I am one of the Jewish tourists that Gabi and Rivky made it their life's work to welcome and assist in India. While I was traveling in Mumbai in August of this year, I found a warm and happy refuge in the Chabad house. I was traveling alone for half of my trip and I was incredibly grateful to be able to spend several hours with other Jews and enjoy a kosher meal. I remember eating dinner with Rivky, sharing stories and practicing my Hebrew, and playing with Moshe.

When I left their home, I remember I experienced a little shock because of the contrast between the strange streets of Mumbai and the warmth, familiarity and comfort I had just left behind. Religion is everywhere in India-the cities are filled with temples, statues and almost daily festivals celebrating Hinduism, Sikhism, Christianity and Islam.

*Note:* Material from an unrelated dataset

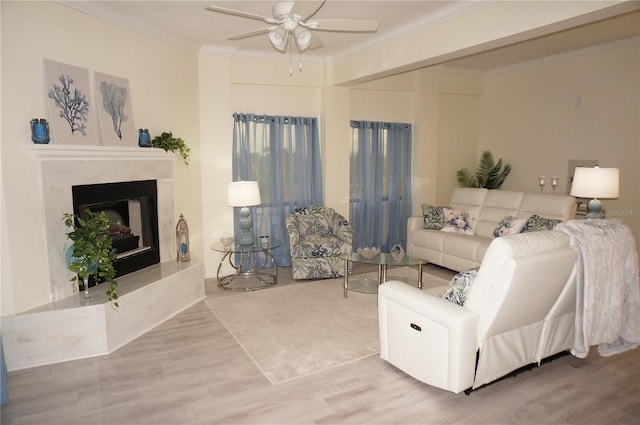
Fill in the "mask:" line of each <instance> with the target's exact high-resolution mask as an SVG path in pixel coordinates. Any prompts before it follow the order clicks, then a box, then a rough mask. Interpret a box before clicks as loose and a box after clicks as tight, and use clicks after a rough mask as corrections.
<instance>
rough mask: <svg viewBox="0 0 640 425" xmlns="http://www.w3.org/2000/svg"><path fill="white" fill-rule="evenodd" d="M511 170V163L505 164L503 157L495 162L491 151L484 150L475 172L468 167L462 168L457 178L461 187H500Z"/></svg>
mask: <svg viewBox="0 0 640 425" xmlns="http://www.w3.org/2000/svg"><path fill="white" fill-rule="evenodd" d="M510 172H511V164H508V163H505V164H504V165H503V163H502V158H500V159H499V160H498V162H495V160H494V158H493V154H492V153H491V152H490V151H483V152H482V154H481V155H480V160H479V161H478V166H477V167H476V171H475V173H473V174H472V173H471V172H470V171H469V170H467V169H466V168H461V169H460V170H458V172H457V173H456V178H457V180H458V185H459V186H461V187H482V188H486V189H500V188H501V187H502V184H503V183H504V181H505V179H506V178H507V176H508V175H509V173H510Z"/></svg>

The time I spent with the Holtzbergs and with Mumbai’s strong Jewish community was an incredibly powerful experience. I felt so much pride to be Jewish in this country with citizens of faiths so different from my own.

When my friend from New York arrived the following day, I brought her back with me to meet the Holtzbergs. Again, we were welcomed like family and made to feel at home. The Rabbi even gave us some guidance on how to structure the remainder of our trip through Northern India and observe Shabbat while traveling.

After having spent a month in India, I realize it is no small sacrifice to leave your family behind, move to a foreign country less suited for living an observant lifestyle, and build a home open entirely to serve the needs of others. I have utmost gratitude and respect for the work that Chabad Shluchim do in India and around the world. I wanted you to know how Gabi and Rivky were able to touch my life and that I am grieving with you.